Obviously, the Space Regency people needed some kind of external enemy within the asteroid family, willing to throw rocks around and thereby keep Mr. Darcy in business. The obvious answer was Space French people, which didn’t work for me. Instead, I invented Helles as a culture which spun off from the Space Regency after deciding it was more interested in the civilizations that influenced the Regency than in the Regency itself. Basically, they wanted to be Space Greeks rather than Space Georgians.

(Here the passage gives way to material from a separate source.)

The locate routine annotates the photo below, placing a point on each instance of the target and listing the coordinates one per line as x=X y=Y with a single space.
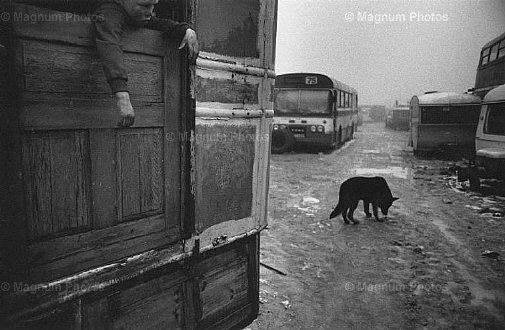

I didn’t want Darcy to be a Captain Darcy or a Commander Darcy (or a Grand Moff Fitzwilhuff Darcy), just Mr. Darcy. So I made him a privateer, and decided that Terra was very jealous about anything resembling a Navy among its colonies. This turned out to be important to the plot later. Elizabeth needed to see him at work early on, and making her a Parliamentary backbencher was the easiest way to arrange that. I wanted something similar to the Pemberley reveal, showing a kinder, gentler Darcy and a less military side to his dreaded superweapon, so his warship turned out to have been originally designed as a generation ship to ferry people (and Terrestrial ecosystems) to other worlds. Darcy, destroyer of worlds, proved to also be a man who grows apple trees with robins in them. This in turn meant that there was someplace the Space Regency people were supposed to be going, rather than just hanging around the Kuiper Belt indefinitely. That gave me some more pieces of plot, plus an angle for the sequels.
By this point, as you may have gathered, the setting was not remotely “a long time ago in a galaxy far, far away.” More like “somewhere in our solar system, a hundred plus years into our future.” But the naming convention of the marcher-ships was one last detail that I owed to Star Wars. The actor behind Tarkin once joked that if he had named the battle station in the movie, he would have used a tombstone epitaph, like Monrepos (Mon Repos/My Repose) or Dunroamin (Done Roaming). So Darcy’s ship became the Last Repose, another of its class became the End-of-Line (“Done Roaming” by way of Tron), and eventually other marcher-ships gained equally genteel and ominous names like the Blue Ruin and the Pallbearer.
You can extrapolate an awful lot from a silly question like: “What if Mr. Darcy went around blowing up planets?”